Civil asset forfeiture is a lot like theft

Civil asset forfeiture is not just a “conservative” issue:

When Nevada Highway Patrol Officer Greg Monroe pulled over Straughn Gorman’s RV on Interstate 80 in January 2013, he smelled cash. But he couldn’t seize the cash. Gorman refused consent to have his RV searched for a ticket for driving too slow. Gorman said he was on his way to visit his girlfriend in Sacramento and maybe settle down in California. Monroe ran his record. It came back clean. And there was no drug sniffing dog nearby.

Drug sniffing dogs and civil asset forfeiture go together like U.S. attorney’s offices and local law enforcement. Civil forfeiture allows the government to confiscate property from people without charging them with a crime. Officer Monroe called ahead to Elko County Sheriff’s Deputy Doug Fisher, telling him he had to let Gorman go because he did not have a drug sniffing dog available. Fisher pulled Gorman over just 40 minutes later, this time supposedly for an obstructive left window curtain. After several more minutes, in which Fisher ran his record again, a drug sniffing dog arrived and alerted to a left rear compartment on the RV. Fisher told Gorman he could leave, but the RV was being impounded. Police never bothered to search the left rear compartment, but did find and seize $167,000 in cash stashed throughout the RV, under a revenue sharing program with the Feds.

Maybe Gorman sold pot in Hawaii where he worked for a paddle board company. Or maybe he was going to buy pot in California. Maybe he just didn’t trust banks. The police didn’t prove anything one way or the other. They simply seized the cash because a drug sniffing dog supposedly alerted to drugs. There were no drugs in the RV.

In 2006, Supreme Court Judge Antonin Scalia ruled that a good faith exception to the exclusionary rule was permissible because of the “new professionalism” of police. Six years later, he ruled that the only test needed to certify a drug sniffing dog was the police department’s own proficiency test. An independent test was not needed because “Why on earth would the police want an incompetent dog?” Scalia seemed incredulous that the police would want to conduct a search when there was no legally justifiable reason to search. The Supreme Court has ruled the only place a drug dog cannot be used is at the doorstep to your home. A police trained dog may simply be alerting to conscious or unconscious cues from its handler.

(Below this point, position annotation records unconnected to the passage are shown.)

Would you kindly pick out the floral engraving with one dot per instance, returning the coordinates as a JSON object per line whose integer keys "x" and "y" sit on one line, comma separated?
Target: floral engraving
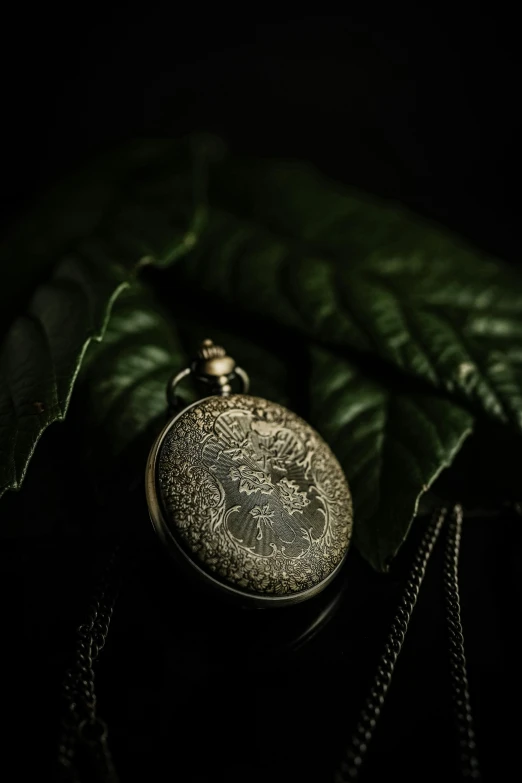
{"x": 251, "y": 480}
{"x": 291, "y": 498}
{"x": 262, "y": 516}
{"x": 255, "y": 494}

Luckily for Gorman, Justice Ruth Bader Ginsburg takes a more jaundiced view of the motives of police and is less in awe of their professionalism. Just last April, Ginsburg wrote for a divided court that police cannot extend a traffic stop for more than a few minutes in order to bring a drug sniffing dog to the scene. That opinion provided Gorman just enough rationale to prevail in the difficult procedure to recover his money.

In June, U.S. District Court Judge Larry Hicks ruled that the 35 minutes the police spent on the seizure was excessive, blasted the unreported conspiracy between Monroe and Fisher, and ordered the return of Gorman’s money and payment of his legal costs, estimated at $153,000. The cost of the litigation shows why most citizens whose cash is stolen by police never recover their property. Naturally the U.S. Attorney’s Office will appeal Hicks’ decision. It’s what they do.

In the last Legislature, a watered-down version of a bill sponsored by Sen. Don Gustavson and Assemblymember Jill Dickman passed to help rein in asset forfeiture in Nevada. In Congress, Sen. Rand Paul’s FAIR ACT if passed would reform the federal laws. But asset forfeiture will not completely stop until we end the drug war and stop the use of drug sniffing dogs.